The film is “all about history,” Herbert says. “But it’s really about the stories we tell, how we engage with that history, and how people understand our past through our lived experiences.” For many in the community, Southern nostalgia is especially irresistible because it has also been economically beneficial.
“The history that they learned and the history that they believe is now being yanked out from under them,” says a National Park employee in the film. “It’s hard work to come to a point where you’re able to say, ‘The history I learned was a mythological construct that was used to sell tickets.’”
Natchez is devoid of the scholarly talking heads you might expect in a documentary about American history, and is instead rich with allusions to cinematic portrayals of the South, particularly Gone With the Wind. In a sequence that evokes one of the most memorable shots from the 1939 epic, McCartney takes a sunset walk in her period garb, her silhouette dark against the vivid sky.
Says Herbert:
I wanted the film to visually nod to Gone With the Wind, but also to make it a kind of antidote to Gone With the Wind. To this day, Gone With the Wind is still the highest-grossing film, adjusted for inflation, of all time. It has this huge grasp on white-dominant popular culture, and how we think about the South, American history and the Civil War. I wanted to disrupt that, but also pay homage to it.
Cinematographer Noah Collier shot the film using vintage lenses from the 1960s, which “really bring audiences into the fantasy and the allure of it, and show how enticing that is,” Herbert says.
Herbert, who grew up in Memphis, originally envisioned a different type of film: she planned to explore the phenomenon of heritage tourism by embedding herself at a Louisiana plantation over a single wedding season. But during a research trip, she stopped by Natchez — located on the banks of the Mississippi River across from Louisiana — and was unnerved by the experience.
“I was just so struck by the beauty and the fantasy of it all,” she says of the city, which was occupied by the Union for much of the Civil War. “It’s a unique place in that the antebellum structures are so well-preserved, but there was this underlying tension and pain that was right underneath the surface. That dichotomy made me really uncomfortable.”
Herbert eventually realized that discomfort is exactly what made Natchez a rich subject to explore. “Natchez is actually a community grappling with how we tell history,” she says, “and that’s actually so much more complicated and interesting than one specific site.”

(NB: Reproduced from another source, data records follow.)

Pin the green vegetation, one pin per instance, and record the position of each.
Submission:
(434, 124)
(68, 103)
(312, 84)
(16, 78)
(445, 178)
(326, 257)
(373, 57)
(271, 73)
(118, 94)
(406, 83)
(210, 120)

Herbert started working on the film in 2022 and spent weeks in Natchez getting to know people before she even considered breaking out her camera. She went on countless tours and observed an array of approaches. In some of the private home tours led by white owners, “It was about what was not said, what was not acknowledged. If slavery was talked about, it was referred to with euphemisms or talking about how the ‘servants’ were happy.” But there were also homeowners who have been trying to engage with the history. “It definitely runs the spectrum,” Herbert says.
Because she’s a white woman, Herbert thinks some residents were more comfortable revealing their true selves to her — including Garner. In the film, he jokes that gay men are the only people with “the money and the taste” to take care of Natchez’s historic homes and also host an LGBTQ benefit at Choctaw Hall. But he also freely drops the N-word while the cameras are rolling.
“Just because he’s been oppressed doesn’t mean he cannot be an oppressor,” Herbert says. “The way he clutches on to his whiteness is so revealing.”
Garner notwithstanding, Herbert is heartened by the changes she’s witnessed in Natchez, where many community leaders “are really working to expand the narrative,” she says. Herbert points to the boom in tourism in Montgomery, Alabama, since the National Memorial for Peace and Justice was opened there. The city “has done an incredible job embracing its past,” she says. It turns out that good history can also be good for business.